All models are trained from scratch using the official train/dev splits for ASVspoof 2019 and the combined (train+dev) partition for ASVspoof 5. Prior to training, each sample is preprocessed by trimming leading and trailing silences and normalizing the peak amplitude, in order to remove shortcut artifacts that could otherwise impair model generalization in open-set conditions.
Table 4 reports the results of this experiment in terms of Equal Error Rate (EER) and Area Under the Curve (AUC), where lower EER and higher AUC indicate better performance. Models trained on ASVspoof 2019 exhibit limited generalization to LJ-TTS, with EERs ranging from 28% to 39% and AUC values below 77%. This indicates that LJ-TTS constitutes a challenging open-set benchmark, exposing differences between traditional datasets and more recent, diverse TTS outputs. Conversely, models trained on ASVspoof 5 achieve substantially higher performance, with AASIST reaching near-perfect discrimination (AUC above 99%). This improvement is likely due to the inclusion of more modern TTS systems in ASVspoof 5, which are temporally and technologically closer to, and in some cases overlapping with, the generators represented in LJ-TTS, whereas ASVspoof 2019 primarily contains earlier architectures.
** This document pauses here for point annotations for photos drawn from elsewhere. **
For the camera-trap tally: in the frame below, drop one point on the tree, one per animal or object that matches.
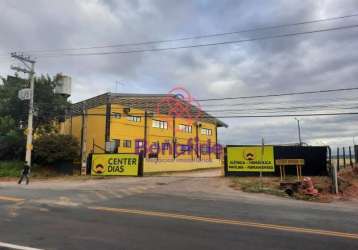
(48, 106)
(54, 148)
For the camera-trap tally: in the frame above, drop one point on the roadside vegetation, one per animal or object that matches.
(50, 148)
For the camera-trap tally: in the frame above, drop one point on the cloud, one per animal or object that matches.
(307, 62)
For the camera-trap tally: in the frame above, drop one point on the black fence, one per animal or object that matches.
(344, 157)
(315, 161)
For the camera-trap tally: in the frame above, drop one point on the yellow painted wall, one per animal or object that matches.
(76, 127)
(123, 129)
(96, 128)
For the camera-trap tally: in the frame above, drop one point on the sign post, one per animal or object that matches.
(250, 159)
(117, 164)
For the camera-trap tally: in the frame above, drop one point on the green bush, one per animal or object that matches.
(54, 148)
(11, 168)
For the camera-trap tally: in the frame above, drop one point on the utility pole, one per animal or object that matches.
(28, 69)
(299, 131)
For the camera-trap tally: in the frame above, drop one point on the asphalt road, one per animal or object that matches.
(168, 213)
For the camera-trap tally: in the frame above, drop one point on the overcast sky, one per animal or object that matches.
(326, 60)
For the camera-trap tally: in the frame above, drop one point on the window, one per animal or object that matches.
(185, 148)
(205, 149)
(133, 118)
(160, 124)
(185, 128)
(117, 142)
(206, 131)
(127, 143)
(166, 146)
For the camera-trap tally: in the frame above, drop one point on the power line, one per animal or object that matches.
(319, 107)
(197, 37)
(242, 116)
(343, 100)
(200, 45)
(280, 94)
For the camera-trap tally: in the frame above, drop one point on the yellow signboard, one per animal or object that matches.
(288, 162)
(250, 159)
(115, 164)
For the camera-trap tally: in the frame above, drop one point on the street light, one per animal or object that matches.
(299, 131)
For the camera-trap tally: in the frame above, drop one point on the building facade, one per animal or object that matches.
(134, 123)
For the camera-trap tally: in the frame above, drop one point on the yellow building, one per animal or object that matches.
(159, 126)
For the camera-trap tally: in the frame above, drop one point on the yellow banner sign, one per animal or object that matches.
(250, 159)
(287, 162)
(115, 164)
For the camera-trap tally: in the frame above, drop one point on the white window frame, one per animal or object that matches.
(125, 145)
(206, 131)
(160, 124)
(185, 128)
(133, 118)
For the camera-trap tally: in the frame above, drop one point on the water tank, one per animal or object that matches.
(63, 85)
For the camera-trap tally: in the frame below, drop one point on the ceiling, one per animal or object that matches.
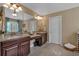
(47, 8)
While the LJ-TTS generators were selected for architectural diversity rather than strict recency, their relative maturity also enables an investigation of whether fundamental prosodic cues alone can support real-versus-fake discrimination. To this end, also based on the observations made in Section 4.1 and Section 4.2, we now analyze detection performance using only the variability of the fundamental frequency ( F 0 ) as a feature.
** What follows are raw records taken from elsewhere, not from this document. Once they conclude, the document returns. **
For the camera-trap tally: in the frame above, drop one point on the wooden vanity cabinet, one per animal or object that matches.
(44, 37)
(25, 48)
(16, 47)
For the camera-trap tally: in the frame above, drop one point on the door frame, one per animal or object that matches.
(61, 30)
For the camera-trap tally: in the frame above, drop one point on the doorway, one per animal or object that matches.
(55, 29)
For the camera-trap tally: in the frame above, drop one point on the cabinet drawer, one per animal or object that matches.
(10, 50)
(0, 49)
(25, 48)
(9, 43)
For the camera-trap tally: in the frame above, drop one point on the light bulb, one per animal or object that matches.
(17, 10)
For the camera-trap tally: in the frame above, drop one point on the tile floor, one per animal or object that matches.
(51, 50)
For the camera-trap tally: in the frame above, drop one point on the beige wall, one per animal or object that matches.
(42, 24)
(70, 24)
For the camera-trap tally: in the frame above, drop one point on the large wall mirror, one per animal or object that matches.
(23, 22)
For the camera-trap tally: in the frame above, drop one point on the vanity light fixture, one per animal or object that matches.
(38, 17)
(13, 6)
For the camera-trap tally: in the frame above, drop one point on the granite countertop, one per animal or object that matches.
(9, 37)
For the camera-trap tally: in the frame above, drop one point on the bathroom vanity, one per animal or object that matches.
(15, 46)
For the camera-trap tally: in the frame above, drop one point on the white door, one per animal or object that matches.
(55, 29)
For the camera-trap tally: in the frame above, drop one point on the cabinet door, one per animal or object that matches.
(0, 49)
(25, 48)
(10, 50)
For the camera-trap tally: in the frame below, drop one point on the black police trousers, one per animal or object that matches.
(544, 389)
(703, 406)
Figure 3 shows the AUC values for speech deepfake detection obtained when using solely the standard deviation of the fundamental frequency F 0 as the discriminative feature. Interestingly, all generators exceed 50% AUC, with results ranging from 57.79% for FastSpeech2 to 88.83% for Tacotron2-DDC. Although these values should not be interpreted as evidence of full discriminative capability, they suggest that variability in F 0 alone carries non-negligible information about the synthesis process, yielding performance in some cases comparable to detectors trained on ASVspoof 2019 (see Table 4).

5.2. Source Verification

In this experiment, we investigate source verification [51], a subtask of source tracing for speech deepfakes that aims to determine whether two synthetic audio samples originate from the same generative model. Unlike closed-set attribution approaches, which require explicit training on all known generators, source verification operates in a comparison-based framework. Specifically, embeddings from a query track are compared against embeddings of reference signals to infer whether they originate from the same generative source. This verification paradigm eliminates the need for exhaustive training on every possible generator, allowing new reference models to be added dynamically.
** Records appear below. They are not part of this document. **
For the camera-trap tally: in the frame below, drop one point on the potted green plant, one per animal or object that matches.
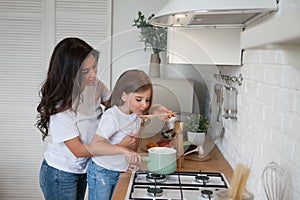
(197, 124)
(197, 128)
(154, 37)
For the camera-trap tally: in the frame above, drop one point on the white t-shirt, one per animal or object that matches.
(66, 125)
(114, 126)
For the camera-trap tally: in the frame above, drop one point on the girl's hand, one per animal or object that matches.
(132, 157)
(160, 109)
(130, 141)
(133, 167)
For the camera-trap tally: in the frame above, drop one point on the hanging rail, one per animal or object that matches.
(230, 79)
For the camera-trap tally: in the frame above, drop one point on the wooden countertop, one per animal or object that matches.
(217, 163)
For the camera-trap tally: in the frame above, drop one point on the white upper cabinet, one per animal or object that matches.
(278, 31)
(204, 46)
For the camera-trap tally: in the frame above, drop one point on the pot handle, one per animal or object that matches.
(145, 159)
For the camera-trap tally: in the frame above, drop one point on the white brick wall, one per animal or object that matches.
(268, 124)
As the backbone model, we adopt a ResNet18 architecture, which was selected following prior work in which multiple models were evaluated and relative source verification trends were shown to be stable across architectures [51]. MLAAD is retained as the training corpus, as in [51], because, like LJ-TTS, it consists exclusively of TTS-generated speech and is currently the only dataset of this kind with sufficient scale to support efficient training for source verification. We note that the conclusions drawn in this study are therefore scoped to such adopted architecture and training configuration.
We filter MLAAD to retain only English-language generators and train two versions of the ResNet18 model: one on 10 random non-LJSpeech English generators, and another on the 10 LJSpeech-based generators. Both models are then evaluated on (a) the proposed LJ-TTS dataset (considering all the synthetic samples from its 11 generators) and (b) the MLAAD subset comprising the same LJSpeech-based generators, using test tracks disjoint from those used for training.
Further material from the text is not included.